У меня совсем замерзла грудь и спина.
— Что же мне делать, — пробормотал капитан.
— Мы можем оставить вас здесь, но лишь до тех пор, пока ваша кровать не потребуется другому. Кроме того, мы должны доложить об этом.
— Это ваша обязанность, — пробормотал капитан.
Быстрые шаги в мою сторону. Человек в белом халате еще молод.
— Что у вас? Где инструменты, сестра?
Сзади меня загремели инструментами. Я невольно сжался в комок.
— Сильно болело?
— Нет, господин доктор, — ответил я, запинаясь.
В дверь вошел кто-то еще.
Рану промыли ваткой, смоченной чем-то холодным. Я пытался взять себя в руки и перестать дрожать. Но зубы опять застучали. Даже с этим мне уже не справиться! Я начал судорожно плакать. Меня бил озноб.

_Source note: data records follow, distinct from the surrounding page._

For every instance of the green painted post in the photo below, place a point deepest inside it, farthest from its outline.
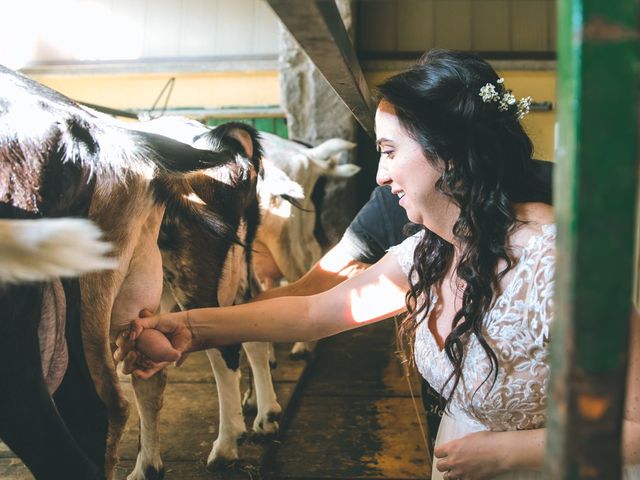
(595, 196)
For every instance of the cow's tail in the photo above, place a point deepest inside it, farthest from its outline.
(36, 250)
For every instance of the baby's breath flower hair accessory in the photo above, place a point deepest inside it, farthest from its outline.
(498, 93)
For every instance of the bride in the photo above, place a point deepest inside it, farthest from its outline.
(476, 282)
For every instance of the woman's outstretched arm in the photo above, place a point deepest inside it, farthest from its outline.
(375, 294)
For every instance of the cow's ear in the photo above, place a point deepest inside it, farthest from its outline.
(245, 140)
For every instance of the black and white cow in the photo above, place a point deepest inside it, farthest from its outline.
(62, 418)
(38, 250)
(201, 270)
(286, 245)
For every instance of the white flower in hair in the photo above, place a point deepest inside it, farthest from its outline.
(489, 94)
(523, 107)
(507, 100)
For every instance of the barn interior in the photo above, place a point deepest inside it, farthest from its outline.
(307, 71)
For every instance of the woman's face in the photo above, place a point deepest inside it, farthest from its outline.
(404, 167)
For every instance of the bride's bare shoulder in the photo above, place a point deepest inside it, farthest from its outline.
(532, 218)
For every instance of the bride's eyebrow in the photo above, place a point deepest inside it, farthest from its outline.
(382, 140)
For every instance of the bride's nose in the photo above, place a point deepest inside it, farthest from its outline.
(382, 176)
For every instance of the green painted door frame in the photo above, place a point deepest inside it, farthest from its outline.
(595, 197)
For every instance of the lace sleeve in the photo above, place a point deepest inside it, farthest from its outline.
(540, 301)
(404, 251)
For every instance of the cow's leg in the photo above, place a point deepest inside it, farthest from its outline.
(226, 369)
(89, 423)
(29, 422)
(149, 398)
(96, 318)
(269, 410)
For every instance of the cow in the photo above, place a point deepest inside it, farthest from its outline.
(201, 270)
(43, 249)
(286, 246)
(64, 419)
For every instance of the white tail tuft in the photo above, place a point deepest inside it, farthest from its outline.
(35, 250)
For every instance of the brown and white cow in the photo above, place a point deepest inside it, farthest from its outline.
(57, 159)
(202, 270)
(286, 246)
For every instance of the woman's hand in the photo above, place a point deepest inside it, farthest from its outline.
(152, 343)
(477, 456)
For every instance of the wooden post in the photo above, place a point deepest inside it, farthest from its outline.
(595, 212)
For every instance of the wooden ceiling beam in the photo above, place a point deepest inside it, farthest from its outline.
(319, 30)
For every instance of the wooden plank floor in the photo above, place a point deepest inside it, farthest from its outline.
(355, 417)
(349, 414)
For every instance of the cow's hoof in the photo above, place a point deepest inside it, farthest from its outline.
(218, 464)
(150, 473)
(223, 456)
(301, 355)
(267, 425)
(249, 403)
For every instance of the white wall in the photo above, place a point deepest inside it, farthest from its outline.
(72, 31)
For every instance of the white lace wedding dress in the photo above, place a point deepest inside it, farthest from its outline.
(517, 329)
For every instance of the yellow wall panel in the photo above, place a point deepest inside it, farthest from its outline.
(191, 90)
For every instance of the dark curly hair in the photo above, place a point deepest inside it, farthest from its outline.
(486, 158)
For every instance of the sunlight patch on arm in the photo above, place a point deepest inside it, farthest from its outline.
(380, 300)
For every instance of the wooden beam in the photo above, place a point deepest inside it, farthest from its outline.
(318, 28)
(595, 201)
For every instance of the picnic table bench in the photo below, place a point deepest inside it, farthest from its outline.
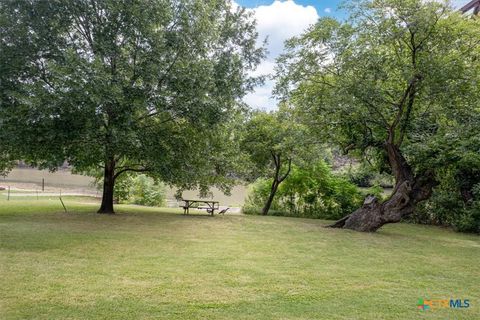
(209, 205)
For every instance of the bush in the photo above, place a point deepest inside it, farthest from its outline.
(312, 192)
(140, 189)
(454, 203)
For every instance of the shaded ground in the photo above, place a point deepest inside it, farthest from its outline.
(155, 264)
(30, 180)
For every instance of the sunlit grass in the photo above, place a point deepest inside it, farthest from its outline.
(147, 263)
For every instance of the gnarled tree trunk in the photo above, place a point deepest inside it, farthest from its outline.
(409, 190)
(108, 187)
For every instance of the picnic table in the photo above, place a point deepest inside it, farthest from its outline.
(210, 205)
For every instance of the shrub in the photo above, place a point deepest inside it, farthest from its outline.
(139, 189)
(311, 192)
(454, 203)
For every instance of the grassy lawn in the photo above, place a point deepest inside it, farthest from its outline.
(156, 264)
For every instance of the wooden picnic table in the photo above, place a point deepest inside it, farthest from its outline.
(210, 205)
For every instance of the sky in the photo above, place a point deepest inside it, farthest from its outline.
(280, 20)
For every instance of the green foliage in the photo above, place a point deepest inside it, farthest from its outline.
(403, 73)
(311, 192)
(142, 85)
(267, 135)
(145, 191)
(139, 189)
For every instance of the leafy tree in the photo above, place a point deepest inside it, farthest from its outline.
(271, 141)
(126, 86)
(391, 82)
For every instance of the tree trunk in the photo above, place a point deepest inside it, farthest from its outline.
(108, 187)
(277, 179)
(409, 190)
(273, 191)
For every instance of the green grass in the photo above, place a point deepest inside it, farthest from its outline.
(154, 264)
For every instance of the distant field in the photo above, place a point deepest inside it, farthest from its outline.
(63, 179)
(147, 263)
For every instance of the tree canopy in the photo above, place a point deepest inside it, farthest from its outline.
(389, 83)
(124, 86)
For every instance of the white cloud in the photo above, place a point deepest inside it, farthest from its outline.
(278, 22)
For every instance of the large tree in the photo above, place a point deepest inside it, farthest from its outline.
(126, 85)
(390, 81)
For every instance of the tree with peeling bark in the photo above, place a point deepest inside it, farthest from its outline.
(127, 86)
(271, 142)
(387, 83)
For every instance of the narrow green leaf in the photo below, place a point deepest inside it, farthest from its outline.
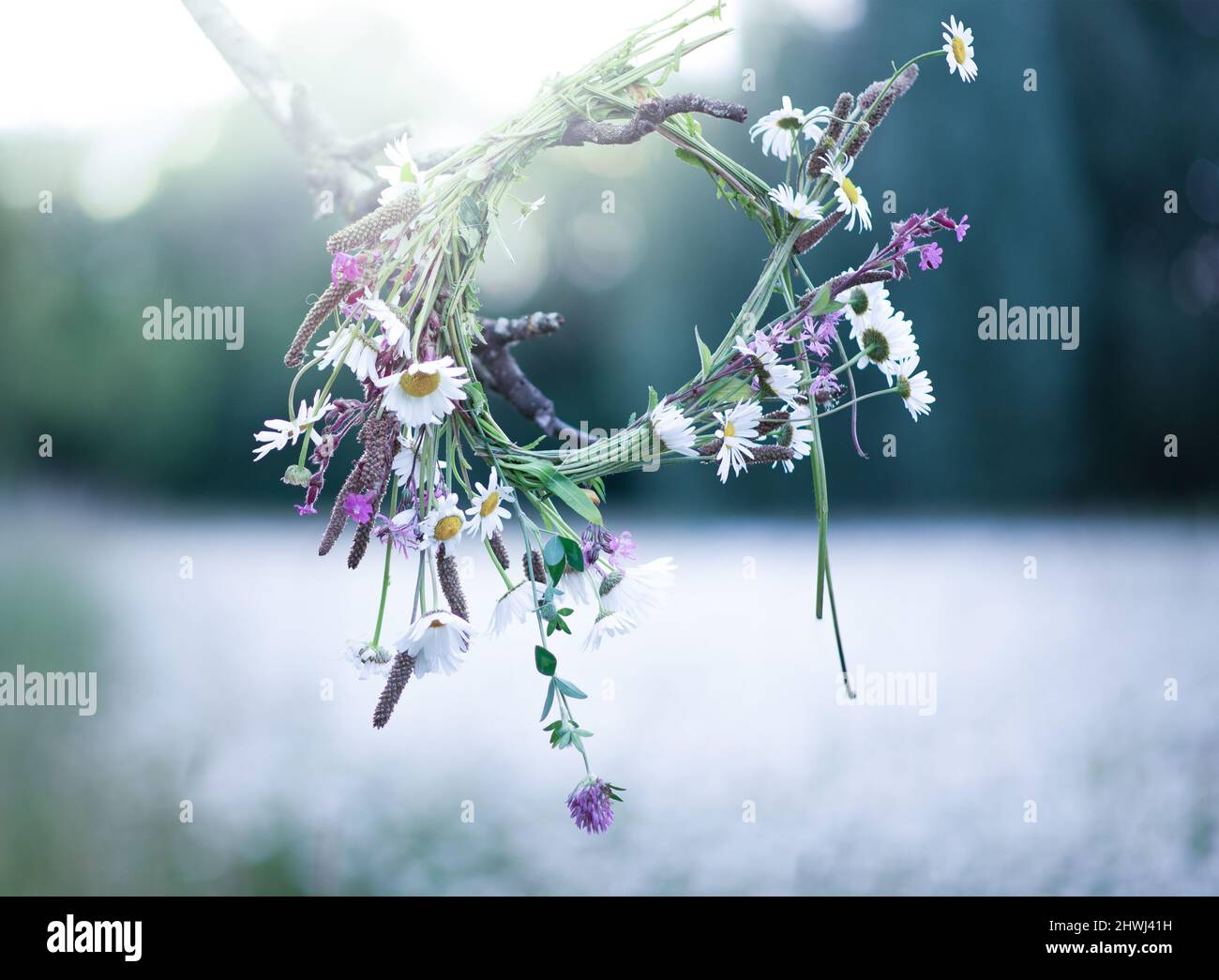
(573, 496)
(569, 689)
(703, 354)
(545, 661)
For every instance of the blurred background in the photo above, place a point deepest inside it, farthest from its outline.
(169, 182)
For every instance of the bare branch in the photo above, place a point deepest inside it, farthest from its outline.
(649, 116)
(499, 370)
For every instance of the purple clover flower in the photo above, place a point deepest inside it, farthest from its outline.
(590, 806)
(358, 507)
(930, 256)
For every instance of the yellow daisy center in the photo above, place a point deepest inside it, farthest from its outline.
(419, 385)
(447, 528)
(489, 504)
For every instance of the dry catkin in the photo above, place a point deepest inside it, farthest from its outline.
(821, 151)
(501, 551)
(400, 673)
(450, 581)
(369, 230)
(316, 316)
(873, 113)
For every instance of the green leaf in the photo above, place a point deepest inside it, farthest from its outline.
(573, 496)
(547, 707)
(569, 689)
(573, 552)
(545, 662)
(553, 556)
(703, 354)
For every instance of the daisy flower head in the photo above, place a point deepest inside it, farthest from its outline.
(352, 348)
(400, 172)
(434, 641)
(606, 626)
(423, 393)
(779, 129)
(862, 304)
(889, 340)
(409, 462)
(738, 430)
(443, 523)
(673, 430)
(850, 196)
(638, 590)
(958, 49)
(797, 205)
(395, 330)
(487, 516)
(279, 431)
(512, 607)
(914, 389)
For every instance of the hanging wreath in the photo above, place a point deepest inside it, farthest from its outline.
(438, 473)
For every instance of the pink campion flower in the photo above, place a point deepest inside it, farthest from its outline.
(358, 507)
(930, 256)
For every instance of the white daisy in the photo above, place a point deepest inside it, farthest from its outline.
(797, 205)
(638, 589)
(850, 198)
(862, 304)
(891, 340)
(434, 641)
(780, 379)
(528, 208)
(443, 523)
(606, 626)
(401, 172)
(426, 391)
(738, 430)
(348, 345)
(914, 389)
(395, 330)
(487, 516)
(370, 661)
(409, 460)
(513, 606)
(279, 433)
(674, 430)
(797, 435)
(577, 588)
(959, 49)
(779, 129)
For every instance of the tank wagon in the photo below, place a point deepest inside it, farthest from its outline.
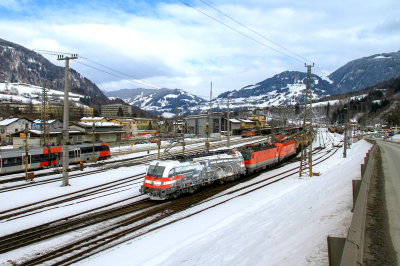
(169, 178)
(13, 160)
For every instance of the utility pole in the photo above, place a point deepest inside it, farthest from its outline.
(184, 126)
(306, 152)
(208, 127)
(210, 119)
(229, 130)
(159, 141)
(26, 151)
(272, 131)
(349, 127)
(176, 120)
(94, 137)
(345, 136)
(66, 118)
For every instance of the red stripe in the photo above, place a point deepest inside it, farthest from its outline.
(43, 163)
(155, 186)
(164, 179)
(55, 149)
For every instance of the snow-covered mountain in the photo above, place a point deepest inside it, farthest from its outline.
(162, 100)
(284, 88)
(21, 65)
(27, 93)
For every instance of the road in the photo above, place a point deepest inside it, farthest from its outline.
(390, 153)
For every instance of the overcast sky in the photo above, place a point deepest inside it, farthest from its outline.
(172, 45)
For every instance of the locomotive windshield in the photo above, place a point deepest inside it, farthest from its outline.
(156, 171)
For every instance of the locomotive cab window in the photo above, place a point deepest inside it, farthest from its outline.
(171, 173)
(246, 156)
(156, 171)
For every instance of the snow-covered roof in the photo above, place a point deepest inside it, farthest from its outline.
(8, 121)
(40, 121)
(123, 120)
(52, 132)
(98, 124)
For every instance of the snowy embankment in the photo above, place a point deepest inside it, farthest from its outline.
(285, 223)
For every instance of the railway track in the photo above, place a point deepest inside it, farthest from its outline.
(96, 243)
(84, 194)
(110, 165)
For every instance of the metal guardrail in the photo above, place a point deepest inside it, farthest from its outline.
(349, 250)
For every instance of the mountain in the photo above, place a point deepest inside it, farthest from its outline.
(285, 88)
(162, 100)
(21, 65)
(367, 71)
(129, 93)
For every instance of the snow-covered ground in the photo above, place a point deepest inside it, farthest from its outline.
(285, 223)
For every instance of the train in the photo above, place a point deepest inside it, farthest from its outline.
(166, 179)
(250, 133)
(13, 160)
(262, 155)
(170, 178)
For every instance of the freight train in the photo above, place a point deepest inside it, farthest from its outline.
(169, 178)
(260, 156)
(13, 160)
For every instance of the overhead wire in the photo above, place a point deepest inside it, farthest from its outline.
(135, 80)
(240, 32)
(253, 32)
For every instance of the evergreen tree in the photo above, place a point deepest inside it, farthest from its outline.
(120, 112)
(328, 109)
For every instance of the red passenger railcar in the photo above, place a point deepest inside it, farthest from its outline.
(286, 149)
(260, 157)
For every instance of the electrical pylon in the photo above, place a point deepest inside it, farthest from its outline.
(306, 152)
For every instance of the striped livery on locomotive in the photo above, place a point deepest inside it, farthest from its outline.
(168, 179)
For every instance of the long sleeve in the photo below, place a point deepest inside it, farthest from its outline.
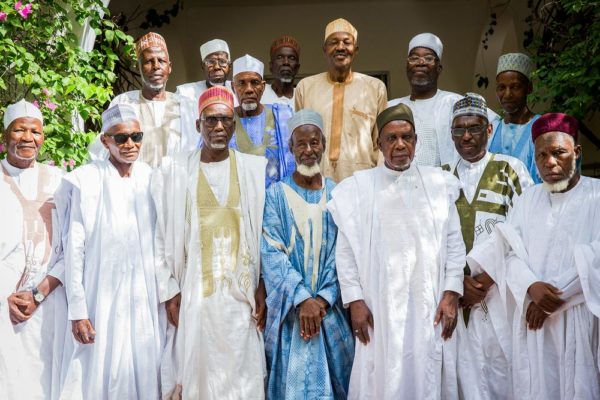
(455, 254)
(75, 260)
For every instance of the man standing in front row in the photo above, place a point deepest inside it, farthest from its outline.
(400, 259)
(546, 262)
(210, 205)
(114, 348)
(490, 185)
(348, 102)
(31, 264)
(308, 339)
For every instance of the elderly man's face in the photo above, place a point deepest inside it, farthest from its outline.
(397, 141)
(307, 145)
(249, 87)
(24, 138)
(340, 49)
(285, 64)
(423, 71)
(216, 124)
(155, 68)
(123, 141)
(555, 156)
(216, 67)
(470, 135)
(512, 89)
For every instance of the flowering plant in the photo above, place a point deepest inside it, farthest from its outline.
(41, 60)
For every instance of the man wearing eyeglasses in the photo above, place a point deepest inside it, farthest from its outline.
(261, 129)
(210, 209)
(216, 66)
(114, 347)
(166, 119)
(432, 107)
(490, 185)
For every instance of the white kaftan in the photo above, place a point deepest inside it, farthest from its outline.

— Теперь быстро перевязать и в постель! — сказал врач и положил на мою рану что-то широкое и мягкое.
Санитар обмотал мне грудь широким бинтом, шепнув при этом:
— Не бойтесь!
Он повез меня в коридор. Какой-то невысокого роста офицер смотрел на меня с состраданием. Я не мог видеть, какие знаки различия у него на погонах, но догадывался, что это был капитан.
— Вам очень больно?
— Нет, господин капитан… Мне только холодно… — Я едва мог говорить, так меня трясло.